Disclaimer - I should mention that my answer only applies in the context of the original question. I'm discussing my experience rappeling in a rock climbing context, using a dynamic single or half rope, a "stich-plate" or tubular belay device, and an autoblock backup (not a prussik). I can't speak to rappeling in caving (where the gear would be different) or in rescue situations (where you'd be rappeling with the weight of 2 or more people)
Actually, rappelling down a wet rope is about the same. Its just that everything else in climbing becomes more dangerous when its raining. :)
I live on the east coast of the US, and we get rain pretty frequently. There's about a 30% chance of scattered thunderstorms nearly every day, and rain is just a fact of life. I get rained off a route maybe once a year.
While I can't say I enjoy it, actually rappelling down a known rappel route in the rain isn't all that bad, especially if you can stay tied into a rope system the whole time (i.e, you don't have to scramble unroped along a ledge to get to a rappel anchor).
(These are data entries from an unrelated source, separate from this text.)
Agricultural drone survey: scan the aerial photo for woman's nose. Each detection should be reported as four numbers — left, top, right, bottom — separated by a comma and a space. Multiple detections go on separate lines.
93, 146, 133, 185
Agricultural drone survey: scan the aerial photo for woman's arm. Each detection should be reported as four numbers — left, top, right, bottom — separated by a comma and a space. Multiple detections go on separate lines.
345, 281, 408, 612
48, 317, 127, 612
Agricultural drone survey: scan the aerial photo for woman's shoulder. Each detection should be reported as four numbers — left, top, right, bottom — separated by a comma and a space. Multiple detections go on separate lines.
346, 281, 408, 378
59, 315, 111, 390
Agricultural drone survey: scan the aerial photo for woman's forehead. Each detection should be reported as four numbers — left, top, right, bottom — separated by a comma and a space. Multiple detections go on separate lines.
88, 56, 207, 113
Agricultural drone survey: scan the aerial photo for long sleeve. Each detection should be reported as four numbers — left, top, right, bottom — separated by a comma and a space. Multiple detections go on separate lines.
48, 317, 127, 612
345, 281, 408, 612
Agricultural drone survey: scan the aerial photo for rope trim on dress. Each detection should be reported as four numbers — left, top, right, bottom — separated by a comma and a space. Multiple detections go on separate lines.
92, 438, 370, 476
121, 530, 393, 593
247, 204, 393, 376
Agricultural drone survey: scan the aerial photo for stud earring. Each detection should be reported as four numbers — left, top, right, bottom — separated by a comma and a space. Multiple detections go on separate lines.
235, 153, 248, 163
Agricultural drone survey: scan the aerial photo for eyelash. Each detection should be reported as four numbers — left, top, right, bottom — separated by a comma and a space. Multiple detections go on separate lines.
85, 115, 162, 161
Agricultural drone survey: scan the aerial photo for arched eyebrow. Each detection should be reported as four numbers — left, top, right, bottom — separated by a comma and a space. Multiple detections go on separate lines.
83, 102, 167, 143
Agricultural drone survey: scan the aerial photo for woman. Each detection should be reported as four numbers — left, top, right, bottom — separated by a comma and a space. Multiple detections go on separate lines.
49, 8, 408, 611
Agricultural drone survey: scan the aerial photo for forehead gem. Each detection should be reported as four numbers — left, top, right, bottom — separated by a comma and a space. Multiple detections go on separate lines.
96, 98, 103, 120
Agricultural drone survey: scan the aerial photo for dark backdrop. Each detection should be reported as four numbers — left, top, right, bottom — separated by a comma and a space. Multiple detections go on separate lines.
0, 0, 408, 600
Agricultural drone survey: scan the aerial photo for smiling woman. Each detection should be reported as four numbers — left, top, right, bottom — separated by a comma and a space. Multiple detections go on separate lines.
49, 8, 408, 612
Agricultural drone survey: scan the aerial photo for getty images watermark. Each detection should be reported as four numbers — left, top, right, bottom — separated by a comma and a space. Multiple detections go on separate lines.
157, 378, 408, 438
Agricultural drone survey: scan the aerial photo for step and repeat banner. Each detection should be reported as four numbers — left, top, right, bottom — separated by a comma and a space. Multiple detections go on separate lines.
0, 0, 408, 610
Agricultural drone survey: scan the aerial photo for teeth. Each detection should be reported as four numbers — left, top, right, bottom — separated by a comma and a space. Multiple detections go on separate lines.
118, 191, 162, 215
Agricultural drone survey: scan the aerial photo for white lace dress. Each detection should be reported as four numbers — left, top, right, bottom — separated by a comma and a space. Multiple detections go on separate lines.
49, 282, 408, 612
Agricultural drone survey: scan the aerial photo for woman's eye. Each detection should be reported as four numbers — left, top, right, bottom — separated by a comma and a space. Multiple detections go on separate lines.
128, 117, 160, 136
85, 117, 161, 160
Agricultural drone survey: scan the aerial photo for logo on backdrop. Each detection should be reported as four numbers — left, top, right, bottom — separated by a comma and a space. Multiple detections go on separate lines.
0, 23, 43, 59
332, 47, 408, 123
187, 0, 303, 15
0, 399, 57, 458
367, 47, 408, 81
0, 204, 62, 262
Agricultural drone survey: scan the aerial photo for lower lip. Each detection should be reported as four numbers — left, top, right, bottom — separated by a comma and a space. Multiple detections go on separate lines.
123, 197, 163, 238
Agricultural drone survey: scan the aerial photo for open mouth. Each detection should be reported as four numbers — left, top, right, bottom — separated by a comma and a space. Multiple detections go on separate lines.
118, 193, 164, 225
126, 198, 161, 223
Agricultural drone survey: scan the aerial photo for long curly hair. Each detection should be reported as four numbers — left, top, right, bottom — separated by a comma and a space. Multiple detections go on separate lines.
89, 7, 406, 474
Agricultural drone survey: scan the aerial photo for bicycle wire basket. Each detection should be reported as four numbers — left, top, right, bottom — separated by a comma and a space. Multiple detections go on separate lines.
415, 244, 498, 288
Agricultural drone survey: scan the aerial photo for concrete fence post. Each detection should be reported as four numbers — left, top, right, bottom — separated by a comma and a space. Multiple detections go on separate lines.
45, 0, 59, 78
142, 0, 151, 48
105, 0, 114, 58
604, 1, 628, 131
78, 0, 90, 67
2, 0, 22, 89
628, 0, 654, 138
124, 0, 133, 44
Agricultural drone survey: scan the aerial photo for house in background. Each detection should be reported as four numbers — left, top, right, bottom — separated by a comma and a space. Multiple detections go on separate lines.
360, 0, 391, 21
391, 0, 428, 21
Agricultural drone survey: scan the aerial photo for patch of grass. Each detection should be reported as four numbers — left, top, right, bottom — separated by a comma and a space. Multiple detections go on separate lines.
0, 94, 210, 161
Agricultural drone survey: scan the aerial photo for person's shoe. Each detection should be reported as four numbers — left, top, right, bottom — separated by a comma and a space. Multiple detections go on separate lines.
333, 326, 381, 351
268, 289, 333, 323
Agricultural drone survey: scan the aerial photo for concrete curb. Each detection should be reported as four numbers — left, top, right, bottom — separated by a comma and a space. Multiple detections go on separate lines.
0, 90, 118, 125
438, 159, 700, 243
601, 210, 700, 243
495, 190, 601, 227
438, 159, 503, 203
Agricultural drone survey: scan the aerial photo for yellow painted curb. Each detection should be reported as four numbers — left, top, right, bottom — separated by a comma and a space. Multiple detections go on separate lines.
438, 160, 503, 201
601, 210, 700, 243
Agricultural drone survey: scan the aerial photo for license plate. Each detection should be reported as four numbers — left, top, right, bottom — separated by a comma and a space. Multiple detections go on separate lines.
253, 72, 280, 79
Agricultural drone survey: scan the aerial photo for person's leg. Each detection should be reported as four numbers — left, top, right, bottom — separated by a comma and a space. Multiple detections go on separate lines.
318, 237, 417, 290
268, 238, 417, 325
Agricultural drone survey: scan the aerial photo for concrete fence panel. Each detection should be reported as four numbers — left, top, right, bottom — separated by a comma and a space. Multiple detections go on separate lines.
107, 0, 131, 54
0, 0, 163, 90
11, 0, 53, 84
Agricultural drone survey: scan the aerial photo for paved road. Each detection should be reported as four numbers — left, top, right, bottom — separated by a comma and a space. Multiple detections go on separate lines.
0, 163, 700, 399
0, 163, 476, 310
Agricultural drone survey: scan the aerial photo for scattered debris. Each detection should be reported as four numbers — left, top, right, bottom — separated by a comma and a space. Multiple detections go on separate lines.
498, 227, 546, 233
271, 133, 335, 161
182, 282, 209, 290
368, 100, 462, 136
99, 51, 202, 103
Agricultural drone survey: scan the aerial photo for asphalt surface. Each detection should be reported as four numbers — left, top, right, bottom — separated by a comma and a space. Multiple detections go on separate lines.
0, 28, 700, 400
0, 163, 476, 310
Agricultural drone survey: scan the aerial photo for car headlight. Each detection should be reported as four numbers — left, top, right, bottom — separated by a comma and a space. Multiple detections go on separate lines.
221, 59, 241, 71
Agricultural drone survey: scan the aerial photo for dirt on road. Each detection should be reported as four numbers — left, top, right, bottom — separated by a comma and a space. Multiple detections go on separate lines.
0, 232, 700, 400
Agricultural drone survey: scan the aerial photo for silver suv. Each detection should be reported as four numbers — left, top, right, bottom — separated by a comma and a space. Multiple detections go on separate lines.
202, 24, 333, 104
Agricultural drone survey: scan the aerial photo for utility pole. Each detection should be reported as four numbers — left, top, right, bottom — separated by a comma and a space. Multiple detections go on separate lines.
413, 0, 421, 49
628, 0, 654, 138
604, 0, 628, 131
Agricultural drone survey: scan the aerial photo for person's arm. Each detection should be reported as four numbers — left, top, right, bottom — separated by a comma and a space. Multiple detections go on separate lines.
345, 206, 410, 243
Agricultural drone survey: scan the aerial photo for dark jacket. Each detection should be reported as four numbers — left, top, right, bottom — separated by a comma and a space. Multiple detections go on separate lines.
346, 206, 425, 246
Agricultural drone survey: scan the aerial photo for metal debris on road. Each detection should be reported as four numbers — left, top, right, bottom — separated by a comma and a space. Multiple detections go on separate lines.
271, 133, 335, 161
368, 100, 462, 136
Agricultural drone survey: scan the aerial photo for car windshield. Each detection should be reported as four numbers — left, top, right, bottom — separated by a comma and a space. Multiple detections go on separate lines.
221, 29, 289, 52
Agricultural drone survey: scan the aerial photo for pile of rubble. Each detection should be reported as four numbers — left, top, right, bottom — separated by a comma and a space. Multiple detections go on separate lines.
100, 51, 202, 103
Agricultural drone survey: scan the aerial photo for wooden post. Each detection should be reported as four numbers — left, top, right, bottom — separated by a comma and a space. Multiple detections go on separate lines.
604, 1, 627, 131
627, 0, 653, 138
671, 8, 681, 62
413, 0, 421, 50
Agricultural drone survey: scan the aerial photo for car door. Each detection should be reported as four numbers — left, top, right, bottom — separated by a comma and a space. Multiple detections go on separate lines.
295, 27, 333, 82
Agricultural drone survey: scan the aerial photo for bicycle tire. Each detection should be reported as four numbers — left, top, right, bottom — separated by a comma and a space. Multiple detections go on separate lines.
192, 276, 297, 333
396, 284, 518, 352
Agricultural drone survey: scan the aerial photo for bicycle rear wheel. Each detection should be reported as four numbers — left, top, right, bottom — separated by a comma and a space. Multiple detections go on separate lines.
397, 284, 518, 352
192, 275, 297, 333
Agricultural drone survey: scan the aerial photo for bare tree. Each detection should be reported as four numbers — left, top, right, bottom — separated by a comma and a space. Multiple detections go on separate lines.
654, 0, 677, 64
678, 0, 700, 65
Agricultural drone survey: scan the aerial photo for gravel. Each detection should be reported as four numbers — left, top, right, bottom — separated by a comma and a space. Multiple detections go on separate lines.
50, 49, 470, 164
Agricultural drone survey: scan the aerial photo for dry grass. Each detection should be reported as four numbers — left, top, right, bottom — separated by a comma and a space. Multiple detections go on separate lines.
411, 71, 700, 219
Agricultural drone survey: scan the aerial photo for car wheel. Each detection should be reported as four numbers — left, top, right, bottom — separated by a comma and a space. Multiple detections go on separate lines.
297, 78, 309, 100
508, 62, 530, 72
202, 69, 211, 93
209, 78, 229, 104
The rope dynamics don't seem to change all that significantly. I always rappel with a regular tubular belay device and an auto-block backup, and I usually rappel with the device in "high friction" mode. (note - I also use a 9.8mm or thicker rope) I would think that the rope would get slipper-ier, but it seems like the ropes get thicker and heavier when they're wet, so maybe that counteracts it some (my rope is supposedly "dry treated", but gets fatter anyway).
What is more dangerous
- Rock becomes slippery - scrambling and climbing are more precarious. Lichen that might otherwise be dry become moist and slick.
- Cams might become unreliable. This may just be an incorrect anecdote, but I've heard from other climbers that cams (which rely on friction to grip the rock) can't be counted on
- Some kinds of sandstone (esp desert sandstone) becomes fragile when its wet.
- dynamic ropes lose some of their elasticity, so lead falls become more hazardous.